There is no indication in the logs that any process died for any reason, except for the 'signal 15' received by all processes at the time of manual restart.
- Why was a core dump generated at the time of the restart, if
nothing crashed?
#3 is most interesting to me, because if it were some other problem, e.g. blocking of SIP worker threads for some reason, then I wouldn't expect a core dump upon service shutdown.
There is no other indication of any child process dying with SIGSEGV or SIGABRT.
-- Alex
On 03/27/2015 06:17 AM, Alex Balashov wrote:
Hello,
The system experienced another crash yesterday, but unfortunately the core dump is not very insightful, possibly due to being incomplete:
BFD: Warning: /tmp/./core.kamailio.500.1427402410.27498 is truncated: expected core file size >= 8602058752, found: 1769852928. [New Thread 27498] Cannot access memory at address 0x7f52891e3168 Cannot access memory at address 0x7f52891e3168 Cannot access memory at address 0x7f52891e3168 Reading symbols from /lib64/ld-linux-x86-64.so.2...(no debugging symbols found)...done.

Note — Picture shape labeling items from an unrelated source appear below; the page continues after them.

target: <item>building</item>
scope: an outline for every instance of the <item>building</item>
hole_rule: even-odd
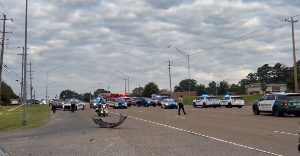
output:
[[[285,92],[287,90],[287,85],[285,84],[271,83],[267,85],[268,87],[265,93],[261,90],[260,83],[253,83],[245,86],[245,93],[248,95],[268,94],[271,92]]]

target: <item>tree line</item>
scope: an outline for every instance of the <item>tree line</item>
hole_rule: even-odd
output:
[[[297,62],[298,81],[300,80],[300,60]],[[244,94],[245,86],[252,83],[261,83],[261,89],[264,92],[267,90],[267,84],[285,84],[288,91],[295,90],[294,78],[294,67],[288,67],[280,63],[274,66],[266,64],[257,68],[255,73],[249,73],[246,77],[240,80],[237,84],[229,84],[227,80],[219,82],[212,81],[207,86],[202,83],[198,84],[197,81],[190,80],[190,88],[191,91],[196,92],[198,95],[210,94],[224,95],[228,92],[234,92],[237,94]],[[188,91],[188,79],[180,81],[174,88],[174,92]],[[160,90],[158,86],[153,82],[145,85],[144,87],[135,88],[132,90],[131,96],[150,97],[154,93],[162,93],[170,91],[167,89]]]
[[[20,98],[20,97],[13,92],[10,86],[3,80],[1,80],[1,99],[0,105],[10,103],[10,99]]]

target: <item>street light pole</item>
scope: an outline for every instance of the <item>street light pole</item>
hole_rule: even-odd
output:
[[[128,80],[128,93],[128,93],[129,94],[129,77],[128,77],[128,76],[126,75],[125,75],[125,74],[124,74],[124,73],[122,73],[122,72],[119,72],[119,71],[117,71],[117,72],[118,72],[118,73],[121,73],[121,74],[122,74],[123,75],[124,75],[124,76],[125,76],[125,77],[126,77],[126,78],[127,78],[127,79]],[[125,87],[126,87],[126,86],[125,86]],[[125,92],[126,92],[126,90],[125,90]]]
[[[174,47],[169,46],[167,48],[172,48],[176,49],[176,50],[177,50],[177,51],[179,52],[180,53],[181,53],[181,54],[183,55],[183,56],[184,56],[185,57],[187,58],[188,58],[188,104],[189,105],[191,103],[191,95],[190,94],[190,55],[188,55],[187,54],[183,52],[182,51]]]
[[[59,68],[59,67],[63,67],[62,66],[60,66],[59,67],[58,67],[56,68],[53,68],[53,69],[52,69],[47,72],[47,78],[46,78],[46,102],[47,102],[47,98],[48,98],[48,86],[50,85],[48,85],[48,74],[49,74],[49,73],[50,73],[52,72],[53,70],[56,69],[58,68]]]
[[[228,79],[227,79],[227,80],[226,80],[226,83],[227,83],[227,85],[228,85],[228,80],[228,80]],[[229,88],[229,86],[228,86],[228,87]],[[228,88],[227,88],[227,95],[228,95]]]
[[[96,93],[96,89],[95,89],[95,88],[96,88],[94,86],[93,86],[93,85],[91,85],[91,84],[89,84],[89,83],[87,83],[87,84],[89,84],[90,85],[91,85],[91,86],[92,87],[94,88],[94,98],[96,98],[96,94],[95,94],[95,93]]]

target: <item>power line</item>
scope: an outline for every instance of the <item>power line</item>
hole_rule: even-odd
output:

Loaded symbols for /lib64/ld-linux-x86-64.so.2 Failed to read a valid object file image from memory. Core was generated by `/usr/local/sbin/kamailio -P /var/run/kamailio.pid -m 8192 -u evaristesys -g eva'. Program terminated with signal 11, Segmentation fault. #0 0x00007f5286d97e45 in ?? () Missing separate debuginfos, use: debuginfo-install glibc-2.12-1.149.el6_6.5.x86_64 (gdb) where #0 0x00007f5286d97e45 in ?? () Cannot access memory at address 0x7fffbe32a210
That's not much help at all, so I cannot possibly say it is for the same reasons as before.
On 03/27/2015 10:00 AM, Daniel-Constantin Mierla wrote:
It would be good to add some sip keepalive monitoring (e.g., cron job with sipsak sending options) that will alert/restart in case of no response. The monit tool can also send sip keepalives and take actions on no response.
On a deadlock, checking process table is not enough. There should have been high cpu usage, though, if you monitored that.
I agree that this type of monitoring is insufficient. It was a short-term stop-gap measure to restart Kamailio if it crashes (due to the original crash bug that is the subject of this thread).
Normally, Kamailio is so stable we don't really worry about it crashing, so there wasn't much of a need for monitoring it or its SIP responsiveness. :-) It runs for months or years without issue.